At risk is a two-decade old alliance NASA has sought to preserve as one of the few remaining links of civil cooperation between the two superpowers.
The plans drafted by U.S. officials laid out ways to pull all astronauts off the station if Russia were to abruptly leave, keep it running without crucial hardware provided by the Russian space agency, and potentially dispose of the orbital laboratory years earlier than planned, according to three of the sources, all of whom asked not to be identified.

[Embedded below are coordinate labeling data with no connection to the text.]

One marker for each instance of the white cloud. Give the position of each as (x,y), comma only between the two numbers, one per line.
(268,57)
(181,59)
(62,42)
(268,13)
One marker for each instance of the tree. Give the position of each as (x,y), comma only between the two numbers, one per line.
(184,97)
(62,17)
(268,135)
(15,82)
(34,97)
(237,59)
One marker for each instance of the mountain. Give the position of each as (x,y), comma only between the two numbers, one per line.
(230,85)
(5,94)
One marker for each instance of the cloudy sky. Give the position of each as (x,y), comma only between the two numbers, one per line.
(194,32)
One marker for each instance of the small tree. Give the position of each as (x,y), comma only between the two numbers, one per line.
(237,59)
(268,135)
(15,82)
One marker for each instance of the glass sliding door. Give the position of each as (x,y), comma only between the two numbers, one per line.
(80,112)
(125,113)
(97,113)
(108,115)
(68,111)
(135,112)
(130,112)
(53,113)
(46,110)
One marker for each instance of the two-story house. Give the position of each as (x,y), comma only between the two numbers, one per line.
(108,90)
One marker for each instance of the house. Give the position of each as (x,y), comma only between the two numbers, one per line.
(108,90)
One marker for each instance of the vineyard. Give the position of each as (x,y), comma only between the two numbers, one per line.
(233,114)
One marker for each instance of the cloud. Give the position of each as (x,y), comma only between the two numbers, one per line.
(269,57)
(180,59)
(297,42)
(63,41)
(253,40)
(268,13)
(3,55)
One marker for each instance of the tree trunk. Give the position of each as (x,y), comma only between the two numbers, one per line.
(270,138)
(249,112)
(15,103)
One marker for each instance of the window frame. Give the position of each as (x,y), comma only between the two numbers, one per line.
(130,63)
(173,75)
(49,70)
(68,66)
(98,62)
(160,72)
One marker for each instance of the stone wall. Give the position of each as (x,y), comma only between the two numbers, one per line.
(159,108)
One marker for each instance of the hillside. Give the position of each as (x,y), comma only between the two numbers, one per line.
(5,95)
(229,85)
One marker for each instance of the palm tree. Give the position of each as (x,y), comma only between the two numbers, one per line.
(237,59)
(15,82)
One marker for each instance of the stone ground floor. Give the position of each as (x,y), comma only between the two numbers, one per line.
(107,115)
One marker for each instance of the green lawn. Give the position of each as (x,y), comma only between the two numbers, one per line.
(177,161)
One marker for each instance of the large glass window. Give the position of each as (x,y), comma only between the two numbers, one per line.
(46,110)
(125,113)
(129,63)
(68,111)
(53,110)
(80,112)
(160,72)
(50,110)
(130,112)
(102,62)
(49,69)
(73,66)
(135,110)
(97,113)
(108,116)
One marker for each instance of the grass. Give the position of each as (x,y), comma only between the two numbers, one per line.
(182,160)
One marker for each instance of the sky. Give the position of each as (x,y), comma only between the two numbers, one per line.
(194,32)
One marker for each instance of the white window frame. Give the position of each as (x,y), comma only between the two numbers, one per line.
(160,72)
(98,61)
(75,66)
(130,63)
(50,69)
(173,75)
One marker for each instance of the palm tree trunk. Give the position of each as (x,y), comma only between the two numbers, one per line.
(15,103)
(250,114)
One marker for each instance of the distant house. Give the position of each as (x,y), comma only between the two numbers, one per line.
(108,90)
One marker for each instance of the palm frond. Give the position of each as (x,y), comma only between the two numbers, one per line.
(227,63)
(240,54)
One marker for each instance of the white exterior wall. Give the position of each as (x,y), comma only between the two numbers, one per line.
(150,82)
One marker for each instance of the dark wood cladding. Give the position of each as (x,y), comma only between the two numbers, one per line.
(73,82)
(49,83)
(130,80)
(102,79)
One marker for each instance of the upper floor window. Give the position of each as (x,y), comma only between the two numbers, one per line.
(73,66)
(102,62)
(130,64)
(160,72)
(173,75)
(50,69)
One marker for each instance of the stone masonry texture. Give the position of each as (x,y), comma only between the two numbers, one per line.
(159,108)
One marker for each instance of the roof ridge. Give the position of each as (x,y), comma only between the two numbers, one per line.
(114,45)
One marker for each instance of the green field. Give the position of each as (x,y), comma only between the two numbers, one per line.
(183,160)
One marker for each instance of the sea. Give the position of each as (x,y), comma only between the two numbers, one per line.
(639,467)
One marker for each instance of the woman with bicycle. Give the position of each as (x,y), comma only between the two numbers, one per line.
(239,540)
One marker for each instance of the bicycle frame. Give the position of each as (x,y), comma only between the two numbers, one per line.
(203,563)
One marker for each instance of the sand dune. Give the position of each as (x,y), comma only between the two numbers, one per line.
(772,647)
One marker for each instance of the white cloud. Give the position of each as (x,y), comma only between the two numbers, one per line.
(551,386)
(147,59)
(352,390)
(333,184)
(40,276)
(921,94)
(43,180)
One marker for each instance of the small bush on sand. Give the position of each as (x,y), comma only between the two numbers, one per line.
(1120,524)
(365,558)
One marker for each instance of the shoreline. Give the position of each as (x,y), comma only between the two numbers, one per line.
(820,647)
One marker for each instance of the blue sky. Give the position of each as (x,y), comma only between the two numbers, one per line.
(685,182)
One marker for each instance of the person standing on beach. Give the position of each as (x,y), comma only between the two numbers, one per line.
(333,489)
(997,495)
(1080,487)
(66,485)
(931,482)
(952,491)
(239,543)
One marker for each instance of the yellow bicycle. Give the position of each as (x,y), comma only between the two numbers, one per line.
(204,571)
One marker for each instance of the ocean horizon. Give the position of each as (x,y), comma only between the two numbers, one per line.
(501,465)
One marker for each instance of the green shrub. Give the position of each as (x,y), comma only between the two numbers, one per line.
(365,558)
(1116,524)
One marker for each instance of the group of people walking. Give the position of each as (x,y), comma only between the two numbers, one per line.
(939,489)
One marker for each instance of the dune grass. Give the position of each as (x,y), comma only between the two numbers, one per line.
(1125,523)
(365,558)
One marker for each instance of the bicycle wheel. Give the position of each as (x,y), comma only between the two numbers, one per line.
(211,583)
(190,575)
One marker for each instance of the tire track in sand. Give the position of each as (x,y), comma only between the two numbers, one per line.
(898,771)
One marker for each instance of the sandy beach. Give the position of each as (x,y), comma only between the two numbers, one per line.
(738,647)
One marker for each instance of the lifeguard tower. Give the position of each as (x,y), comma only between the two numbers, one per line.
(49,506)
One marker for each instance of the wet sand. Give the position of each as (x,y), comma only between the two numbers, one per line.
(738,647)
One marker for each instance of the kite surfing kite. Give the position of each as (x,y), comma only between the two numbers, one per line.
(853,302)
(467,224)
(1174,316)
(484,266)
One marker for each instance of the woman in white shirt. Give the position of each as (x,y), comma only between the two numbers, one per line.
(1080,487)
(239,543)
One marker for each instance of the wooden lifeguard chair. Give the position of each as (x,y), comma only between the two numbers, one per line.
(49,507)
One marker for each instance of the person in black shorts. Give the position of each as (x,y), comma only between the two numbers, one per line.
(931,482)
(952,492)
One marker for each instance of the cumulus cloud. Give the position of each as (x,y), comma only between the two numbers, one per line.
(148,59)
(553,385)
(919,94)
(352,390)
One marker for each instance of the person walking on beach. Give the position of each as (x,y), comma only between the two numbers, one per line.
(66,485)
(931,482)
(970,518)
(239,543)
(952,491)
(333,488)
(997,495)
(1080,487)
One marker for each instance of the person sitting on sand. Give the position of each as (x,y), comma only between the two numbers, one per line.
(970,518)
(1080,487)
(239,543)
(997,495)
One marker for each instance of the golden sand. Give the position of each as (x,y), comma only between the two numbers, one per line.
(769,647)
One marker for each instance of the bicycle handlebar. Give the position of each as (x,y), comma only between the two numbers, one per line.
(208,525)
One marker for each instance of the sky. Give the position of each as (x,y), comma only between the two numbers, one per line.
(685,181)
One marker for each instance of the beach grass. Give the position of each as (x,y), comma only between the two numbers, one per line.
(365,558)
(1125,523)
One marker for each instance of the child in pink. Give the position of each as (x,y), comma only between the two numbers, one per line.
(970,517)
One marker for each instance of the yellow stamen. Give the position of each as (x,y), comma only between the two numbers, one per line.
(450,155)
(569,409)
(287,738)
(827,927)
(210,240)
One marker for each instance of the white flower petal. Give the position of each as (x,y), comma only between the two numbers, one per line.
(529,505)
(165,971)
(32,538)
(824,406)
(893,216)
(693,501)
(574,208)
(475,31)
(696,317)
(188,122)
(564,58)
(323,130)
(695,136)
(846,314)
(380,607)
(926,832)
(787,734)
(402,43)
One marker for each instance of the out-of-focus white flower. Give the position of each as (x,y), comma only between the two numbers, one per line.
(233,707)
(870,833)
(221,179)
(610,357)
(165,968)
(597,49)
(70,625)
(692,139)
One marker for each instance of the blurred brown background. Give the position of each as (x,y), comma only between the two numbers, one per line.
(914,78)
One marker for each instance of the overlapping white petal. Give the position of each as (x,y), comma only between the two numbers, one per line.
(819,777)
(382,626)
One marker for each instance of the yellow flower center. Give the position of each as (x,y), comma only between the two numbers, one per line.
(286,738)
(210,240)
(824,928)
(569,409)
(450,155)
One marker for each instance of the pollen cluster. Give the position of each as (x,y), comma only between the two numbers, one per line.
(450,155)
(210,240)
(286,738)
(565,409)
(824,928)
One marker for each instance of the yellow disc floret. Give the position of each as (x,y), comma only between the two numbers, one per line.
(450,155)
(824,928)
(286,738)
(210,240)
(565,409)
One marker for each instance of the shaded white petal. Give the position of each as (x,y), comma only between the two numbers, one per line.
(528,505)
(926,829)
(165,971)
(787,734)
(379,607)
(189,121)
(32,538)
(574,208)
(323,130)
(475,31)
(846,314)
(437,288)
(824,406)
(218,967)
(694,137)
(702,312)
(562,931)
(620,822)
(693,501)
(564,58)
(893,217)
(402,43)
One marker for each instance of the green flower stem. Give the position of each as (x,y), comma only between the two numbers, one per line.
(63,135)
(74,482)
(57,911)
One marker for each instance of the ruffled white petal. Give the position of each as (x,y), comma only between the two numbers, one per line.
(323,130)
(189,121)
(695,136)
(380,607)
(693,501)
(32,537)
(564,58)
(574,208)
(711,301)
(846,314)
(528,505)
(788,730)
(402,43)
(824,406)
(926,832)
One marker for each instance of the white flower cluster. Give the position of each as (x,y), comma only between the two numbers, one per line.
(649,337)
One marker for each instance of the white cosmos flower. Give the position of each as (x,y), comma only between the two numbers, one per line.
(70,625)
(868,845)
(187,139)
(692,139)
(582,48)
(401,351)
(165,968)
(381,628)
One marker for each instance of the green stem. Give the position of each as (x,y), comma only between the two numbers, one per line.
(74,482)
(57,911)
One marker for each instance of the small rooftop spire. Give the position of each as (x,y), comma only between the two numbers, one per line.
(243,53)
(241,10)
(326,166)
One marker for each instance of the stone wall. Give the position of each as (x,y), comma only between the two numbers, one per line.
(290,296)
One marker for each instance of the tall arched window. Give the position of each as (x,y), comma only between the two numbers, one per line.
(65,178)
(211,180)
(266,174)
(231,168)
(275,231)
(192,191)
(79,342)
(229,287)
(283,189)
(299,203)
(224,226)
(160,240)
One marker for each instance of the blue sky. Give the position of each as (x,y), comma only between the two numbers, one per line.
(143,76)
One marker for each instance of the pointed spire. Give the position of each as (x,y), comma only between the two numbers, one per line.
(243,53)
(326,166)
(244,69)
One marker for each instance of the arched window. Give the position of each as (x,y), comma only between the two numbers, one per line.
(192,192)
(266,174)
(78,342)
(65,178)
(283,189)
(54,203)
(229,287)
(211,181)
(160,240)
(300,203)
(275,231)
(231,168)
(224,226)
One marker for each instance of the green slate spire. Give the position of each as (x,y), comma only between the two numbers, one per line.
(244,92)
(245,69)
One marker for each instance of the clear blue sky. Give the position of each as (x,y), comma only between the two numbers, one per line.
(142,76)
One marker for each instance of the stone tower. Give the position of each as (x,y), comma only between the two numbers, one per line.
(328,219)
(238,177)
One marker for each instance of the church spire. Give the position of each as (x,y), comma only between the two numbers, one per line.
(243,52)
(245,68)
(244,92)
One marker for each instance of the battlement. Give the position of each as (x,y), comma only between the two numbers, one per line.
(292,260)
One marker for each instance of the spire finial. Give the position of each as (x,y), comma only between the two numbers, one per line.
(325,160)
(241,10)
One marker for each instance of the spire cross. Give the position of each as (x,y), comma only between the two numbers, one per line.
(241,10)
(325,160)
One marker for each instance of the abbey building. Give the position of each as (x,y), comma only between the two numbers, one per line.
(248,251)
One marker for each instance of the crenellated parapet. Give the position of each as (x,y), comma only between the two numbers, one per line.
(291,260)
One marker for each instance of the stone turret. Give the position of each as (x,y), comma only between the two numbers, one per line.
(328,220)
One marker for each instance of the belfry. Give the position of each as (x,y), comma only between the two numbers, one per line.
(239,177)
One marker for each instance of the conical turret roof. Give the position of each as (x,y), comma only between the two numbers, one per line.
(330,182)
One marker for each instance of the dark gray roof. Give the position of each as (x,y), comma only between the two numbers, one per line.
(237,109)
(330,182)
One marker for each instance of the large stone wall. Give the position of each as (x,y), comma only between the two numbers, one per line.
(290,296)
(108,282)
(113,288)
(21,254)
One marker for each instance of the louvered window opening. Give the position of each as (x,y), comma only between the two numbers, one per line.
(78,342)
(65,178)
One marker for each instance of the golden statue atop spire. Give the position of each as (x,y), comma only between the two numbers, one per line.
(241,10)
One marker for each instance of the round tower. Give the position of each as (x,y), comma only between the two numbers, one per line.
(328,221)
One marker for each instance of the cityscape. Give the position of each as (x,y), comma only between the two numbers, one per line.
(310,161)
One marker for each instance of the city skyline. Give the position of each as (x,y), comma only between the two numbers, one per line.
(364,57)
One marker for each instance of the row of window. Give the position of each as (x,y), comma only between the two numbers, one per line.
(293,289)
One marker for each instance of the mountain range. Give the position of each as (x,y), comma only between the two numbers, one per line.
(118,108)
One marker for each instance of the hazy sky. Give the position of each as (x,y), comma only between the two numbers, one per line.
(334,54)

While NASA and White House officials have acknowledged the existence of contingency plans before, they have avoided discussing them in public to avoid inflaming tensions with Russia. NASA officials instead stress the close relationship they have with Russia's space agency, Roscosmos.
"We are very committed, obviously, to us continuing this relationship," NASA's space operations chief Kathy Lueders said in an interview last week. "We need to make sure, though, that we do have plans. We're NASA. We always have contingencies."
The ISS was designed more than two decades ago to be technically interdependent between NASA and Roscosmos. NASA provides gyroscopes for the space station's balance and solar arrays for electricity, and Roscosmos controls the propulsion that keeps the football field-sized laboratory in orbit.
Multiple space companies have been pulled into the planning, with Boeing, one of the station's key private contractors, assigning a team of engineers to examine ways to control the space station without Russia's thrusters, one of the sources said.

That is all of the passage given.